Large mixed-media drawings by Susan Calza




BYE BYE BdG by Susan Calza, ink on mylar, 96” x 36#

On view February 3- March 25, 2022


Gallery Hours:
Fridays 11am - 6pm
Saturdays 11am - 6pm
By appointment: susancalza@gmail.com

I’m looking at this work from the distance of time, of a decade ago.

I had spent 3 months in Nepal on two occasions and in retrospect I see how deeply influenced I was by the fluidity of that culture’s relationship to living and dying.

The visual and hyper religious vibrancy was often overwhelming but it was the most intimate things that remain in my mind.  Tiny puja offerings were everywhere, on every street corner in Kathmandu.  Seemingly insignificant smears of pigment were pressed into the cracks of crumbling 15th century buildings.  Grains of rice mixed with marigold leaves were meticulously laid along the decaying corpse of a mouse. 

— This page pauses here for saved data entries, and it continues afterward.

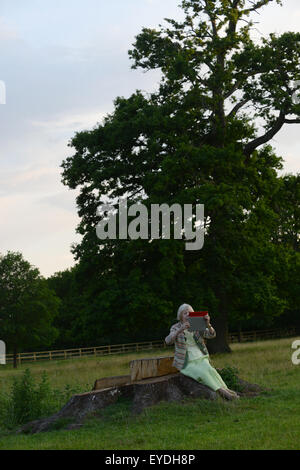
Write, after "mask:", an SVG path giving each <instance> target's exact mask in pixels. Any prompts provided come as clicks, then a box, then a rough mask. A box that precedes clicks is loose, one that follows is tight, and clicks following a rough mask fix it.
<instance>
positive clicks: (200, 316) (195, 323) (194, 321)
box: [188, 310, 208, 331]
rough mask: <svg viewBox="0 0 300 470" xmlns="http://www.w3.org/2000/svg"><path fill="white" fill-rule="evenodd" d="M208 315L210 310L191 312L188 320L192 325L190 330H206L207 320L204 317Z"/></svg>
mask: <svg viewBox="0 0 300 470" xmlns="http://www.w3.org/2000/svg"><path fill="white" fill-rule="evenodd" d="M206 315H208V311H204V310H203V311H200V312H189V317H188V322H189V324H190V325H191V327H190V328H189V331H196V330H200V331H204V330H205V328H206V327H207V326H206V321H205V320H204V317H205V316H206Z"/></svg>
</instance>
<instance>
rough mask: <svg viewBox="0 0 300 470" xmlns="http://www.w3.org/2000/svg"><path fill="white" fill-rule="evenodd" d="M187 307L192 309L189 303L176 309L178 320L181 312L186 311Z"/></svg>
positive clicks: (188, 308)
mask: <svg viewBox="0 0 300 470" xmlns="http://www.w3.org/2000/svg"><path fill="white" fill-rule="evenodd" d="M189 308H191V309H193V307H192V306H191V305H189V304H182V305H180V307H179V309H178V310H177V320H179V321H180V320H181V315H182V313H183V312H185V311H187V310H188V309H189Z"/></svg>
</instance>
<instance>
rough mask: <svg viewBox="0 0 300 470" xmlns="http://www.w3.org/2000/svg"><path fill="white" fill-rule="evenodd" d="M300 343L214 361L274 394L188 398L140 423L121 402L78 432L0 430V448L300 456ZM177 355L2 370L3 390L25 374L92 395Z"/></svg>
mask: <svg viewBox="0 0 300 470" xmlns="http://www.w3.org/2000/svg"><path fill="white" fill-rule="evenodd" d="M294 339H296V338H287V339H279V340H269V341H261V342H257V343H241V344H233V345H232V346H231V347H232V350H233V352H232V354H220V355H215V356H212V357H211V363H212V365H213V366H215V367H220V368H222V367H226V366H231V367H235V368H237V369H238V370H239V376H240V377H241V378H243V379H245V380H247V381H249V382H252V383H257V384H259V385H262V386H265V387H268V388H269V389H270V390H269V391H268V392H265V393H264V394H262V395H261V396H258V397H254V398H242V399H240V400H239V401H238V402H225V401H223V400H222V399H221V398H218V400H217V401H215V402H209V401H206V400H203V399H186V400H185V401H184V402H183V403H166V402H162V403H160V404H158V405H156V406H154V407H151V408H148V409H147V410H145V411H144V412H143V413H142V414H141V415H138V416H133V415H131V412H130V403H129V402H127V401H126V400H121V401H119V402H118V403H116V404H115V405H112V406H110V407H107V408H106V409H104V410H102V411H99V413H98V414H97V415H96V416H94V417H92V418H89V419H87V420H86V421H85V423H84V426H83V427H81V428H80V429H77V430H68V431H67V430H57V431H51V432H47V433H41V434H34V435H16V434H15V431H8V430H6V429H4V428H3V427H2V428H0V429H1V431H0V449H2V450H3V449H51V450H52V449H53V450H54V449H78V450H80V449H95V450H100V449H105V450H110V449H114V450H122V449H131V450H133V449H135V450H138V449H145V450H148V449H149V450H153V449H158V450H170V449H172V450H195V449H207V450H208V449H233V450H235V449H236V450H237V449H244V450H246V449H294V450H299V449H300V365H299V366H296V365H293V364H292V361H291V356H292V352H293V350H292V349H291V345H292V342H293V340H294ZM172 353H173V351H172V349H168V350H166V349H164V350H155V351H147V352H140V353H134V354H126V355H122V356H121V355H120V356H106V357H103V358H82V359H73V360H67V361H51V362H43V363H32V364H27V365H22V366H21V367H20V368H19V369H17V370H13V369H12V367H11V366H10V365H9V366H8V365H7V366H0V390H1V392H3V393H4V392H6V391H8V390H9V389H10V387H11V383H12V380H13V377H15V376H16V375H20V374H22V373H23V372H24V370H25V369H26V368H30V371H31V373H32V375H33V376H34V377H40V376H41V374H42V372H43V371H46V372H47V374H48V377H49V380H50V383H51V386H53V387H54V388H56V389H63V388H64V387H65V386H66V385H68V386H69V387H70V388H71V389H72V390H74V392H75V391H76V392H83V391H88V390H91V389H92V387H93V384H94V381H95V380H96V379H99V378H101V377H105V376H113V375H123V374H128V373H129V361H130V360H132V359H135V358H138V357H156V356H163V355H171V354H172Z"/></svg>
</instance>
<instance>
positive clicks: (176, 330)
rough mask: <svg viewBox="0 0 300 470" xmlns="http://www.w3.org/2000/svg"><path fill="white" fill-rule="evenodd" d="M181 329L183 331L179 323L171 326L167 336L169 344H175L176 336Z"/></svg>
mask: <svg viewBox="0 0 300 470" xmlns="http://www.w3.org/2000/svg"><path fill="white" fill-rule="evenodd" d="M180 331H181V327H180V326H179V325H173V326H171V329H170V333H169V334H168V336H166V338H165V343H166V344H167V345H169V344H173V343H174V341H175V339H176V336H177V335H178V333H180Z"/></svg>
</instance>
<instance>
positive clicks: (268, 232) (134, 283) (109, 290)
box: [62, 0, 300, 351]
mask: <svg viewBox="0 0 300 470" xmlns="http://www.w3.org/2000/svg"><path fill="white" fill-rule="evenodd" d="M276 1H277V3H279V4H280V3H281V2H280V1H279V0H276ZM271 2H272V0H261V1H250V0H249V1H247V0H184V1H182V3H181V8H182V9H183V11H184V14H185V19H184V21H182V22H178V21H175V20H172V19H167V18H165V21H166V23H167V26H166V27H163V26H161V25H159V26H160V29H150V28H143V29H142V32H141V33H140V34H138V35H137V36H136V38H135V43H134V44H133V48H132V49H131V50H130V51H129V56H130V57H131V59H132V60H133V65H132V68H141V69H145V70H152V69H160V71H161V74H162V77H161V81H160V83H159V87H158V90H157V91H153V92H151V93H145V92H142V91H141V90H136V92H135V93H133V94H132V95H131V96H130V97H129V98H125V97H117V98H116V99H115V100H114V105H115V109H114V112H113V113H111V114H108V115H107V116H106V117H105V118H104V119H103V122H102V123H101V124H98V125H97V126H95V128H94V129H92V130H90V131H82V132H77V133H76V134H75V136H74V137H73V139H72V140H71V142H70V143H69V145H70V147H72V148H74V149H75V153H74V155H73V156H71V157H68V158H66V159H65V160H64V161H63V163H62V169H63V172H62V181H63V183H64V184H66V185H68V186H69V187H70V188H73V189H74V188H80V194H79V196H78V198H77V205H78V214H79V216H80V218H81V221H80V224H79V226H78V229H77V230H78V232H79V233H80V234H82V235H83V239H82V241H81V242H80V243H79V244H77V245H76V246H74V247H73V253H74V255H75V258H76V259H77V260H79V262H80V267H79V273H80V272H81V274H78V275H79V276H81V278H82V289H83V290H84V292H85V295H86V296H87V298H89V299H90V304H89V312H88V313H85V325H86V326H88V325H89V326H88V327H87V330H89V331H91V325H93V328H99V335H100V336H99V337H101V338H102V339H104V338H105V339H106V340H107V339H108V338H110V339H111V338H112V337H113V333H112V331H113V329H114V324H113V320H112V316H111V312H116V311H118V312H119V316H118V319H119V325H120V327H121V328H122V331H123V333H124V337H125V336H126V332H127V331H130V332H131V338H133V337H134V338H136V337H137V336H139V338H140V339H144V338H145V339H148V338H146V337H147V335H150V336H152V337H153V335H162V334H163V332H164V331H166V328H167V327H168V325H169V324H170V321H171V320H172V319H174V316H175V311H176V310H177V308H178V305H179V304H180V303H183V302H188V303H190V304H191V305H193V306H195V307H194V308H200V307H204V306H205V307H207V308H209V310H210V311H211V312H212V318H213V320H214V321H215V324H216V326H217V331H218V335H217V339H216V340H213V341H215V345H214V346H212V350H216V351H226V350H227V351H228V350H229V347H228V344H227V340H226V333H227V330H228V322H230V321H242V320H243V319H245V318H251V316H255V315H256V314H257V313H258V312H259V313H260V314H261V317H263V318H266V319H268V318H272V317H274V316H275V315H280V314H281V313H283V312H284V310H285V309H286V308H287V305H288V301H287V300H286V298H284V296H282V295H281V293H280V291H279V288H278V283H277V282H276V273H278V272H279V271H280V269H279V265H280V263H281V261H282V260H283V259H285V260H286V259H287V258H286V257H285V256H284V254H283V253H282V247H281V245H280V246H279V245H278V243H276V241H275V238H276V237H275V238H274V234H275V233H277V234H278V233H279V232H278V225H279V224H280V223H281V222H280V221H279V219H280V217H281V219H282V217H283V218H284V213H282V214H281V215H279V214H278V206H277V208H276V207H275V206H274V200H277V202H278V201H279V202H278V204H279V205H281V203H280V200H279V198H278V195H279V194H280V191H283V186H284V181H283V180H281V179H280V178H279V176H278V170H280V169H282V159H281V158H280V157H278V156H276V155H275V152H274V150H273V149H272V147H271V145H270V142H271V140H272V138H273V137H274V136H275V135H276V134H277V133H278V132H279V131H280V130H281V129H282V128H283V126H284V125H290V124H293V123H299V122H300V106H299V104H298V103H297V100H295V99H294V97H295V93H296V92H297V91H298V89H299V88H300V86H299V83H300V82H298V81H297V80H298V79H299V71H300V70H299V51H300V49H299V47H300V34H299V33H294V32H285V33H283V34H282V35H276V34H270V35H269V36H268V37H266V38H261V40H260V41H254V40H253V39H252V38H251V31H252V28H253V26H254V20H253V14H255V13H257V12H259V10H260V9H261V8H263V7H265V6H267V5H268V4H270V3H271ZM285 190H286V191H287V187H286V188H285ZM123 196H127V198H128V199H129V200H130V204H133V203H134V202H137V201H141V202H143V203H144V204H145V205H147V206H148V207H150V204H153V203H159V204H162V203H167V204H169V205H172V204H173V203H179V204H187V203H192V204H197V203H202V204H204V206H205V221H204V226H205V243H204V247H203V249H202V250H199V251H198V252H197V251H190V252H188V251H185V250H184V243H183V240H152V241H151V240H149V241H148V240H147V241H145V240H118V239H116V240H109V239H107V240H101V241H100V240H99V239H97V236H96V226H97V223H98V222H99V220H100V219H101V217H100V216H99V213H98V212H97V208H98V207H99V206H100V205H101V204H103V202H105V200H106V201H107V200H109V201H111V202H114V203H115V205H117V203H116V202H115V201H116V199H119V198H121V197H123ZM282 221H283V219H282ZM282 223H283V222H282ZM149 224H151V221H150V220H149ZM183 238H184V237H183ZM197 306H198V307H197ZM149 319H151V328H150V329H149V328H148V329H147V330H145V329H144V325H147V324H148V323H149ZM267 321H268V320H267ZM95 325H97V326H95ZM150 330H151V331H150ZM101 334H102V336H101ZM211 343H212V342H211Z"/></svg>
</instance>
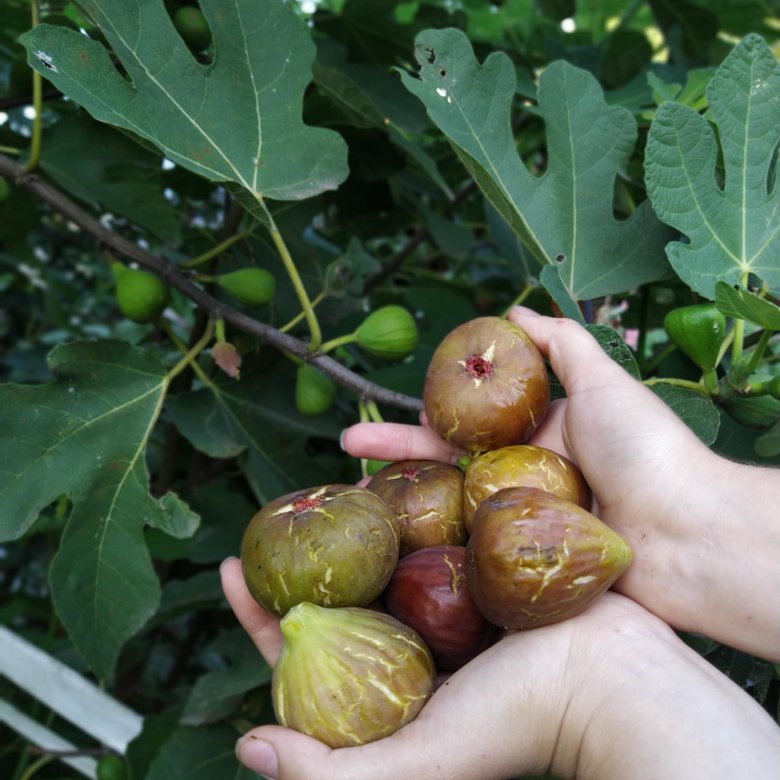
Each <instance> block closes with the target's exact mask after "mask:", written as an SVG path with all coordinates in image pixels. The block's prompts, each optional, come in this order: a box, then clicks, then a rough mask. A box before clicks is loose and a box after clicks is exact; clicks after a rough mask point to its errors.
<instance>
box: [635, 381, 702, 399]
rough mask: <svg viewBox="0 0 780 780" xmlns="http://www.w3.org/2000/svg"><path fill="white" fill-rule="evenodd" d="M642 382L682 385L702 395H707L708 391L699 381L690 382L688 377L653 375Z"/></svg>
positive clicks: (659, 383) (674, 386)
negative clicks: (696, 381)
mask: <svg viewBox="0 0 780 780" xmlns="http://www.w3.org/2000/svg"><path fill="white" fill-rule="evenodd" d="M644 384H646V385H648V386H650V385H657V384H665V385H673V386H674V387H682V388H685V389H686V390H695V391H696V392H697V393H702V395H706V396H709V394H710V393H709V391H708V390H707V388H706V387H704V385H702V384H700V383H699V382H691V381H690V380H689V379H673V378H671V377H655V378H654V379H645V380H644Z"/></svg>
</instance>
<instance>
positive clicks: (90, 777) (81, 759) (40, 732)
mask: <svg viewBox="0 0 780 780" xmlns="http://www.w3.org/2000/svg"><path fill="white" fill-rule="evenodd" d="M0 723H6V724H7V725H8V726H10V727H11V728H12V729H13V730H14V731H15V732H16V733H17V734H21V735H22V736H23V737H25V738H26V739H28V740H29V741H30V742H32V743H33V745H37V746H38V747H39V748H41V749H42V750H47V751H48V750H51V751H63V750H78V748H77V747H76V745H72V744H71V743H70V742H68V741H67V740H65V739H63V738H62V737H60V736H58V735H57V734H55V733H54V732H53V731H50V730H49V729H47V728H46V727H45V726H41V724H40V723H38V722H37V721H34V720H32V718H28V717H27V715H25V714H24V713H23V712H20V711H19V710H17V709H16V708H15V707H13V706H11V705H10V704H9V703H8V702H6V701H3V700H2V699H0ZM59 760H60V761H63V762H64V763H66V764H67V765H68V766H70V767H72V768H73V769H75V770H76V771H77V772H79V773H81V774H82V775H84V777H89V778H90V780H95V778H97V761H96V760H95V759H94V758H91V757H90V756H62V757H61V758H60V759H59Z"/></svg>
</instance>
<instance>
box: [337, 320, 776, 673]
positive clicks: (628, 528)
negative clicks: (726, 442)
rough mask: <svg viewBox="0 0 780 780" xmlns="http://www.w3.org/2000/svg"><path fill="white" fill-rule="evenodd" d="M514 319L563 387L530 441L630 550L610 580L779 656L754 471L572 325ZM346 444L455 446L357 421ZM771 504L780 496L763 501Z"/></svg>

These humble shrines were the undercurrent of life honoring intimacy with death.

They were repeated over and over by generations of fingers mixing ochre and red earth pigments with prayer.

Durga is respected as an honored and vengeful goddess.  She requires sacrifice and yet she gives life as freely as she takes it.

My young Newari friend’s mother had died 6 months before and he went out of his way to walk me to her cremation site.  It was along the river as all of these sites are.

He showed me the fire of grief in his paintings with no trace of self consciousness or embarrassment.  

He spoke of offering the devastation of his loss to the dark waters of what appeared to me, a polluted river.

He mother’s ashes were dissolved in that slowly moving water, away from the living, after the funeral pyre had done its work.

Looking at this work now I think “of course, yes”… my life is changed and changing by this intimacy as I enter my seventh decade.